The Maoists, who fought a 10-year armed battle to overthrow Nepal’s Shah kings, are opposed to the US-led initiative by seven western governments to resettle over 105,000 Bhutanese, who have been languishing in refugee camps in Nepal for almost two decades after being evicted by the royalist government of Bhutan in the 1980s.
“We oppose the process started (under the Girija Prasad Koirala government of Nepal) to resettle the Bhutanese refugees in third countries,” said Maoist foreign affairs chief Chandra Prakash Gajurel, who was also one of the winners in the April 10 election.
“How can Nepal give documents to the Bhutanese to go abroad when they are not Nepali citizens?” Gajurel told private radio station Ujala FM. “Our party will try to ensure they go back to Bhutan.
“From there, they can go to foreign countries if they want to.”
The Maoist announcement comes even as the International Organisation for Migration and the office of the UN High Commissioner for Refugees in Nepal (UNHCR) jointly started flying out Bhutanese refugees from closed camps in eastern Nepal to the US, Australia and New Zealand.
So far, about 150 refugees have left for fresh pastures abroad.
Last month, when the resettlement started, UNHCR chief Daisy Dell said seven western governments – the US, the Netherlands, Canada, Australia, New Zealand, Norway and Denmark – have offered to absorb as many refugees as are willing to go.
“By 2008, we estimate 10,000 refugees would have left the camps,” Dell had said.

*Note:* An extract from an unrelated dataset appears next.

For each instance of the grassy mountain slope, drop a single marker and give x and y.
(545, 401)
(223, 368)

The US, which considers the Maoists as a terrorist organisation though they signed a peace pact two years ago and could now head the new Nepal government, has offered to take the largest bloc of Bhutanese refugees – 60,000 initially, followed by as many more as are willing to relocate.

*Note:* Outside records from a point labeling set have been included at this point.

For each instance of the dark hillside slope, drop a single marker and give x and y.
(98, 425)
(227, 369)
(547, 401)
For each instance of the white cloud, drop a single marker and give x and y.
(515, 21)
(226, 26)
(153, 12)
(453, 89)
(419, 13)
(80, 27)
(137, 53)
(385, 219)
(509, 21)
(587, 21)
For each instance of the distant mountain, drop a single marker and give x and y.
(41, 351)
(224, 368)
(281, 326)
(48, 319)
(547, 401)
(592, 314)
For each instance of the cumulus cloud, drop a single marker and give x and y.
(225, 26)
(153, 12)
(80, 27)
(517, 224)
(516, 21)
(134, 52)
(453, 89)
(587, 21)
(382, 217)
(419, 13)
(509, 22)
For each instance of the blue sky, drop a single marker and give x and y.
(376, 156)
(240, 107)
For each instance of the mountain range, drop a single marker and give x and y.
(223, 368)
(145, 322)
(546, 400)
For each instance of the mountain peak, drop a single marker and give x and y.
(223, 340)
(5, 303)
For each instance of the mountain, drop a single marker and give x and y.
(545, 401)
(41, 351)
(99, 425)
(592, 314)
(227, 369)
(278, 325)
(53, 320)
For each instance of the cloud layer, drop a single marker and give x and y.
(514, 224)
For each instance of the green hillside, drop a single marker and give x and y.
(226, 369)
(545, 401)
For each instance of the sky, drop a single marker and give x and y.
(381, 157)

When the refugees were evicted from their homes in the 1980s because of their ethnic origin and arrived in Nepal, a succession of Nepal governments tried to persuade Bhutan to take its citizens back.
However, 15 rounds of negotiations failed to see any thaw in Bhutan’s attitude with the Druk government saying the refugee camps had been infiltrated by Maoists and to allow the refugees back home would be tantamount to “importing” terrorism.

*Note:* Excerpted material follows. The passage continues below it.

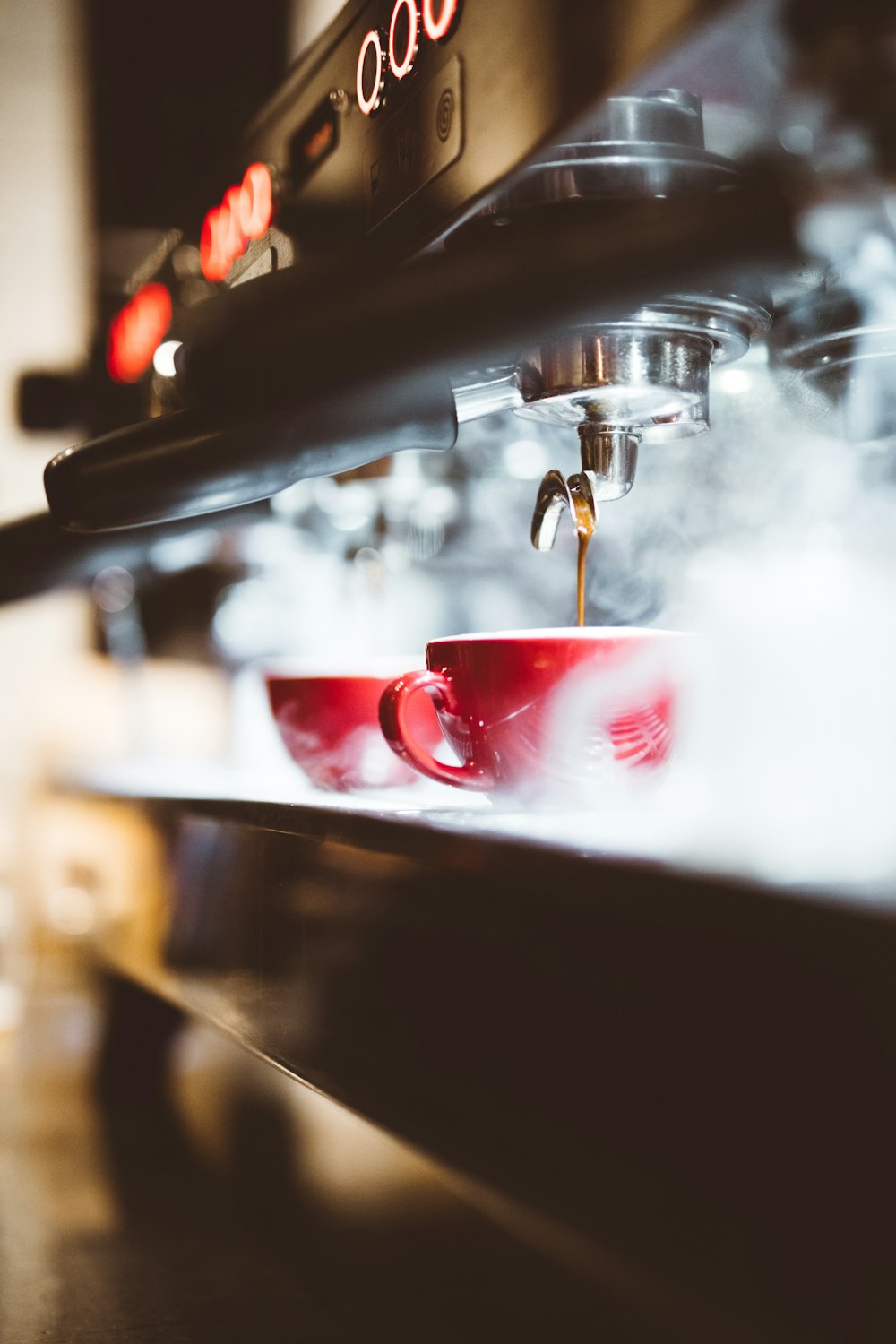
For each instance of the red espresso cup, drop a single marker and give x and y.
(535, 712)
(330, 726)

As the donor governments, which helped to keep the camps in Nepal going, began to grow weary of the deadlock and started cutting aid, the US, also goaded by the fear of a militant movement brewing in the camps, played a major role in persuading the Koirala government last year to allow the refugees to go abroad.
The resettlement offer has polarised the refugees and sparked an international debate.
Camp inmates who want to be able to return home say the exodus will make
Bhutan think it can get away with ethnic cleansing and will trigger further expulsions in future.
There were violent clashes in the camps between the pro- and anti-resettlement groups, causing the death of at least two.
The group that wants to return to Bhutan has been trying to march back home in the past but were forcibly stopped by Indian police at the India-Nepal border, resulting in further unrest and deaths.
Last month, when Bhutan held its first general election as a vaunted step towards democracy from an absolute monarchy, it was renounced as a sham by weeping refugees, who were being herded out abroad on the same day.
“How can it be a democratic election?” said 43-year-old Ghanshyam Timilsinha, who was evicted from Danabari in east Bhutan 18 years ago.
“As long as the refugees are not allowed to return home and take part in the election, it will have no meaning.”